[Python-Dev] XML DoS vulnerabilities and exploits in Python

Thu Feb 21 18:23:27 CET 2013

Jesse Noller writes:

 > I guess someone need to write a proof of concept exploit for you
 > and release it into the wild.

This is a bit ridiculous.  This stuff looks easy enough that surely
Christian's post informed any malicious body who didn't already know
how to do it.  If the exploit matters, it's already in the wild.
("Hey, didja know that an XML processor that expands entities does so
recursively?"  "Uh-oh ....")

Yeah, there's a problem here.  But ... as far as I can see all the
exploits suggested (including those Christian provided in
python-external.py) require either blindly processing text from
requests received off the Internet as XML, or an attacker capable of
doing something equivalent to replacing a Python library.

I certainly think defusedxml is a valuable contribution, and not just
for security nuts.  But to quote from Christian's own README (warning:
taken out of context to make *my* point):

    7. These are features but they may introduce exploitable holes, see
       `Other things to consider`_

I'd like to see a little (well, to be honest, a *lot*) more analysis
of the kind Fred Drake implicitly suggests:

    Doing so *will* be backward incompatible, and I'm not sure there's
    a good way to gauge the extent of the breakage.

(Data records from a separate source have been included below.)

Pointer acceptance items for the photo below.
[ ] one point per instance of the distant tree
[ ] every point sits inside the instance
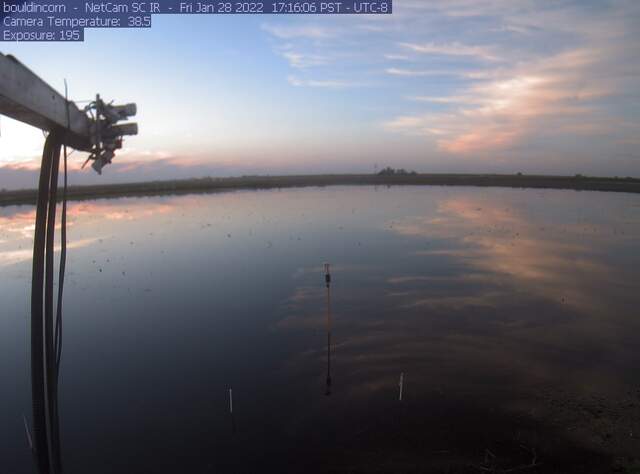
(388, 171)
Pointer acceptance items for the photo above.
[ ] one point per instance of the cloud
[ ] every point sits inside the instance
(302, 60)
(326, 84)
(550, 95)
(299, 31)
(414, 73)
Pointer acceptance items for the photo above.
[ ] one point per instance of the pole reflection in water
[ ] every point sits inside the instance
(327, 279)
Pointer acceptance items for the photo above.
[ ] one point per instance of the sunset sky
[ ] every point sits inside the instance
(439, 86)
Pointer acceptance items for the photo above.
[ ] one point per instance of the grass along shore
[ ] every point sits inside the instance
(207, 185)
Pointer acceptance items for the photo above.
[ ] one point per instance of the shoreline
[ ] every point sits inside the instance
(211, 185)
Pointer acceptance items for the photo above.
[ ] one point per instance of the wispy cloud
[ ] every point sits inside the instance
(301, 31)
(328, 84)
(452, 49)
(393, 71)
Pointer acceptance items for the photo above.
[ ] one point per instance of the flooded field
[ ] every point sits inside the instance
(513, 315)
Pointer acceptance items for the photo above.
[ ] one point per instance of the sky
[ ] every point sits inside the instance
(478, 86)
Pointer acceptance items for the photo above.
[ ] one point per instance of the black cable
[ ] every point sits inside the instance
(37, 324)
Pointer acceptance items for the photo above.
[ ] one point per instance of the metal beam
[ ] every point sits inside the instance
(27, 98)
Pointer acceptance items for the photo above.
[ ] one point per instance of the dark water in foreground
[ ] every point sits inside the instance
(513, 315)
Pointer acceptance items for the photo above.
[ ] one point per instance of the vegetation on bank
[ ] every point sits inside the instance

before making these restrictions the default.  Eg, 40 entity
indirections in a single expansion (defusedxml's default maximum) may
seem like a lot, but I've seen some pretty complex expressions built
as entities that recurse three or four levels.  Of course, that was a
while ago, and today most of the entities would be replaced by actual
characters.  Nevertheless, I bet those legacy expressions break the 40
indirection limit, or, rather, the limit would break them.